14 octobre 2019

Laurent Loison et Michel Morange (dir.), L’invention de la régulation génétique. Les Nobel 1965 (Jacob, Lwoff, Monod) et le modèle de l’opéron dans l’histoire de la biologie, Edition Rue d’Ulm, 2017, lu par Jonathan Racine.

Laurent Loison et Michel Morange (dir.), L’invention de la régulation génétique. Les Nobel 1965 (Jacob, Lwoff, Monod) et le modèle de l’opéron dans l’histoire de la biologie, Edition Rue d’Ulm, 2017, lu par Jonathan Racine.

 

         On ne saurait exagérer l’importance historique du modèle de l’opéron dans l’histoire de la biologie. En effet, il s’agit d’une étape essentielle dans l’élaboration de la vision moléculaire de la vie, selon le titre de l’ouvrage classique de Kay (The Molecular Vision of Life).
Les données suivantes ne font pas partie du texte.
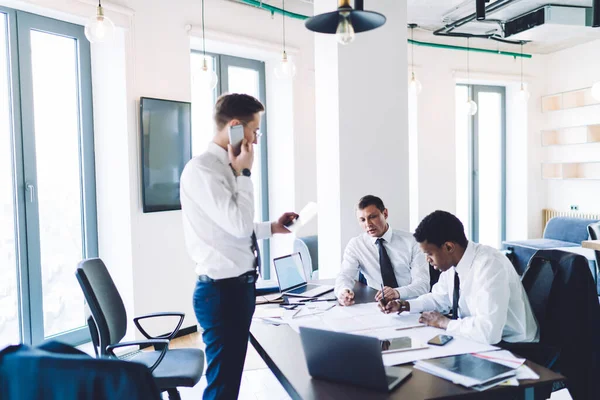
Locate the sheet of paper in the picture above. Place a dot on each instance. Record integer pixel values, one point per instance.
(304, 216)
(457, 346)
Ce qu’il s’agit d’expliquer avec ce modèle, c’est le détail du mécanisme moléculaire du contrôle de régulation des gènes. Or cette régulation des gènes est une pièce centrale dans l’édifice de la biologie moléculaire : si en 1953, avec la découverte de la structure de l’ADN, on identifie le support d’une information au cœur de la cellule, cela ne nous dit rien sur la manière dont cette information est « manipulée » par l’organisme. Ce qui se met en place dans les années 1960 avec les travaux sur la régulation, ce n’est rien de moins que la métaphore du programme, complémentaire de celle d’information (sur ces points, on peut se référer à l’ouvrage, lui aussi classique, de E. Fox Keller, Le siècle du gène)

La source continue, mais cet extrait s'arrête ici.